If the bag can't be ingested correctly, the events should explain why, for example:
Unpacking started Unpacking failed - Error reading s3://bucket/b12345678.tar.gz: either it doesn't exist, or the unpacker doesn't have permission to read it
This API lets you retrieve a storage manifest, which describes the contents of a successfully stored bag.
Request:
GET /bags/{spaceId}/{externalIdentifier}[?version={version}]
By default this API returns the latest version of a bag, but you can retrieve a specific version by passing the version
query parameter.
Example response:
200 OK
{
"createdDate": "2019-09-13T18:39:43.623658Z",
"id": "digitised/b24923333",
"info": {
"baggingDate": "2019-08-15",
"externalDescription": "Consultations de medicine",
"externalIdentifier": "b24923333",
"payloadOxum": "7737.2",
"sourceOrganization": "Intranda GmbH",
"type": "BagInfo"
},
"location": {
"bucket": "wellcomecollection-storage",
"path": "digitised/b24923333",
"provider": {
"id": "amazon-s3",
"type": "Provider"
},
"type": "Location"
},
"manifest": {
"checksumAlgorithm": "SHA-256",
"files": [
{
"checksum": "b107881039aa351f22c43f762d60fb07ee97ea049a7c92eb57cd9b222aeb33c6",
"name": "data/alto/b24923333_0001_0001.xml",
"path": "v1/data/alto/b24923333_0001_0001.xml",
"size": 1904,
"type": "File"
},
{
"checksum": "d33b47248d6fb4c26d97548777ffe45ed0c0a201e03acdbd8898bbf89a9b72f8",
"name": "data/alto/b24923333_0001_0002.xml",
"path": "v1/data/alto/b24923333_0001_0002.xml",
"size": 5833,
"type": "File"
}
],
"type": "BagManifest"
},
"replicaLocations": [
{
"bucket": "wellcomecollection-storage-replica-ireland",
"path": "digitised/b24923333",
"provider": {
"id": "amazon-s3",
"type": "Provider"
},
"type": "Location"
},
{
"bucket": "wellcomecollection-storage-replica-netherlands",
"path": "digitised/b24923333",
"provider": {
"id": "azure-blob-storage",
"type": "Provider"
},
"type": "Location"
}
],
"space": {
"id": "digitised",
"type": "Space"
},
"tagManifest": {
"checksumAlgorithm": "SHA-256",
"files": [
{
"checksum": "df791cea166a5b58a5d1f8906fab3f1a8a11c543108d87fb6c24118a5aabefbb",
"name": "bag-info.txt",
"path": "v1/bag-info.txt",
"size": 295,
"type": "File"
},
{
"checksum": "e91f941be5973ff71f1dccbdd1a32d598881893a7f21be516aca743da38b1689",
"name": "bagit.txt",
"path": "v1/bagit.txt",
"size": 55,
"type": "File"
}
],
"type": "BagManifest"
},
"type": "Bag",
"version": "v1"
}
This API lets you see all the versions of an external identifier stored in a given space.
Request:
GET /bags/{space}/{externalIdentifier}/versions
The storage service does not provide an API for retrieving the content of stored bags -- instead, you should use the storage provider APIs, like the S3 GetObject API or the Azure Get Blob operation.

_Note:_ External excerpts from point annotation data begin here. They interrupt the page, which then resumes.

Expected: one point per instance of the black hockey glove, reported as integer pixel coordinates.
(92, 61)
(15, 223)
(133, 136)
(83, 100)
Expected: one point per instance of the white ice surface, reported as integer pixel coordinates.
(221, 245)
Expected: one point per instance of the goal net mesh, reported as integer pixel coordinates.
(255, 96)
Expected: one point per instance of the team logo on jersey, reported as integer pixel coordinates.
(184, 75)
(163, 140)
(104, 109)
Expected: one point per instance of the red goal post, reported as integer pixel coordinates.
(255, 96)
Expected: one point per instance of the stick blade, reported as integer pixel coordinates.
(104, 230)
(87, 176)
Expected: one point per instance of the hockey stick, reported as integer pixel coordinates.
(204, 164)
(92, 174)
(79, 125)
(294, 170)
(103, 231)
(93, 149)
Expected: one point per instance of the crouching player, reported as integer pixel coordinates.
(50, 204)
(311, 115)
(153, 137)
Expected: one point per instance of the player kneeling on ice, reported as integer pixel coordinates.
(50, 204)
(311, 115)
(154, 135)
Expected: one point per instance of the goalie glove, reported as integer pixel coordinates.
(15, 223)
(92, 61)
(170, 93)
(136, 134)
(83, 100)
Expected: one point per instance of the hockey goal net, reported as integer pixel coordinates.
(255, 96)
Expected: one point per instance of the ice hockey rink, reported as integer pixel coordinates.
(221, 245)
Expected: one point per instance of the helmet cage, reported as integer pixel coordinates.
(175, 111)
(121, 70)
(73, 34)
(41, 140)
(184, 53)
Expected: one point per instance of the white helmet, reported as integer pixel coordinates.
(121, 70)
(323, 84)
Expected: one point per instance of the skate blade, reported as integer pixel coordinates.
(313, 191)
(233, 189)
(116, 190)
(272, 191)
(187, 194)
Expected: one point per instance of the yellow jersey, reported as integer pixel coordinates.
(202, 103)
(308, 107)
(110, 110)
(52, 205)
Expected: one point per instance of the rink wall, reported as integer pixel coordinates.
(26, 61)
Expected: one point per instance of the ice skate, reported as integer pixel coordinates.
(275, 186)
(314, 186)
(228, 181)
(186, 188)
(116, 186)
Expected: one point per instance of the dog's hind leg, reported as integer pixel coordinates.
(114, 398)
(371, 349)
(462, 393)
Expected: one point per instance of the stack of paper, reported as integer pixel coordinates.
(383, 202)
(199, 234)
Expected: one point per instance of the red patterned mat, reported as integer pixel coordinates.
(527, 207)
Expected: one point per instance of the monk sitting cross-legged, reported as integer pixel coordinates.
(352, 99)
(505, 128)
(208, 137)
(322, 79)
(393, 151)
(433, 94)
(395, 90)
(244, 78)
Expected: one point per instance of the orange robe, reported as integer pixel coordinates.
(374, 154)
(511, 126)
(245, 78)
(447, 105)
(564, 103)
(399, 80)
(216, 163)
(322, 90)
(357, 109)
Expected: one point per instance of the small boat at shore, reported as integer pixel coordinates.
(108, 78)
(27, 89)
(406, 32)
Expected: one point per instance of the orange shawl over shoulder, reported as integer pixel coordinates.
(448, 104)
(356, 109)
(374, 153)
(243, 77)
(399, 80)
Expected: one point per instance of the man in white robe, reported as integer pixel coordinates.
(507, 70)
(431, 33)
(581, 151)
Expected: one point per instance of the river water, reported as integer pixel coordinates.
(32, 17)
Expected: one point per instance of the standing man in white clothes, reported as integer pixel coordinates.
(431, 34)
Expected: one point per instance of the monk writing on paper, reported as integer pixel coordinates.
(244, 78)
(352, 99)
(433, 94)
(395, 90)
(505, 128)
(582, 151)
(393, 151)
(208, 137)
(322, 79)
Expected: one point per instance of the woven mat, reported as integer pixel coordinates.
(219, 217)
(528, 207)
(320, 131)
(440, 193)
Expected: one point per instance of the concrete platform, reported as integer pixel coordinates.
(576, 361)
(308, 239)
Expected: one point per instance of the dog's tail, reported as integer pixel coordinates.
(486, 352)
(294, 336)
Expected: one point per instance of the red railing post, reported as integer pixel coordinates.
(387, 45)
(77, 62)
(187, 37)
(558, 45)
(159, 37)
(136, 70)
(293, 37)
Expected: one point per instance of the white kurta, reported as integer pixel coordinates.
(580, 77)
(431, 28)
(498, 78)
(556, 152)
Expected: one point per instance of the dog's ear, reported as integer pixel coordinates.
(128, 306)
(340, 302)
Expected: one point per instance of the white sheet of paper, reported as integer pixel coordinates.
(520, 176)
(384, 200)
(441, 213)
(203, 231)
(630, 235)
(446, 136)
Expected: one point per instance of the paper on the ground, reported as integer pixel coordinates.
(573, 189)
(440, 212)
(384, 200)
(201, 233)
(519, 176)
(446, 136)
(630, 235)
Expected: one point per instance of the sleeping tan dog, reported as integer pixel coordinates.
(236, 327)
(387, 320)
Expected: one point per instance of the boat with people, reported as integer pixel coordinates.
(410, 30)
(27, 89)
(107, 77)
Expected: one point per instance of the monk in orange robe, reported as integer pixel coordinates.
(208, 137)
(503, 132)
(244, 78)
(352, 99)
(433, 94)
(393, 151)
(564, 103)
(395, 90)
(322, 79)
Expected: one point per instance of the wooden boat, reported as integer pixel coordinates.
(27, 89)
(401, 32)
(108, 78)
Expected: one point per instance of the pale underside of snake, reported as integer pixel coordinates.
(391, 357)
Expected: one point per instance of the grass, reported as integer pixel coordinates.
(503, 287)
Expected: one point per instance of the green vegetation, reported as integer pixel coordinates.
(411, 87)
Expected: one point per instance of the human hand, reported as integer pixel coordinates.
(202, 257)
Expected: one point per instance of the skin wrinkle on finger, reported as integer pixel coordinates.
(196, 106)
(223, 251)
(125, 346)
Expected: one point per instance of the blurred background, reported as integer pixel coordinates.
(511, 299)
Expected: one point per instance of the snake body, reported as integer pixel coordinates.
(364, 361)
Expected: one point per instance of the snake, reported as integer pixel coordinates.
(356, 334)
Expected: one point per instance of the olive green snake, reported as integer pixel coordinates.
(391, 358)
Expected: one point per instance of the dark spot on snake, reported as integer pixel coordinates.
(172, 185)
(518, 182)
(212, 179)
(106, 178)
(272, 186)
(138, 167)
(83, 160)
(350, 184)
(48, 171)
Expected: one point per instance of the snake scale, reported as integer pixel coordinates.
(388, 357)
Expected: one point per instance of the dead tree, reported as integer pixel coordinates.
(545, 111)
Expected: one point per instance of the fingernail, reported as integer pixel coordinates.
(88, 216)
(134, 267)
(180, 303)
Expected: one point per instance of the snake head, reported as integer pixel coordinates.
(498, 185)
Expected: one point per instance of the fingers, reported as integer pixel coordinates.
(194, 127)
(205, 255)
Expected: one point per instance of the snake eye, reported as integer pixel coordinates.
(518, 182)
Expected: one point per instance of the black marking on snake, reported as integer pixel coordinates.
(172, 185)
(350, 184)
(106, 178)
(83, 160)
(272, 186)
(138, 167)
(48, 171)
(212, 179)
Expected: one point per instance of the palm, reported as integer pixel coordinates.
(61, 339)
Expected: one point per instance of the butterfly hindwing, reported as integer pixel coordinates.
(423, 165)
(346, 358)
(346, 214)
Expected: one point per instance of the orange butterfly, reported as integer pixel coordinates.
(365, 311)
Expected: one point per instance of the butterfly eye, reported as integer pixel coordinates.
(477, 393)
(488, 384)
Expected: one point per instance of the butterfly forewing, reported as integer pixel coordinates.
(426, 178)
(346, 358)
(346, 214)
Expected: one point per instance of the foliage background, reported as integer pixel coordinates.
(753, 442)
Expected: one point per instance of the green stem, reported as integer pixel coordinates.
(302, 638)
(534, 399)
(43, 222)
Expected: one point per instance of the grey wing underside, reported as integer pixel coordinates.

The storage service doesn't provide this API because:
- It already exists in the storage providers, and inserting ourself in the middle would create an unnecessary dependency on the storage service. This is particularly important for ensuring long-term access to the content.
- Any intermediary service would likely be less performant and full-featured than just using the underlying APIs.
- We can push the problem of permissions management onto the storage providers.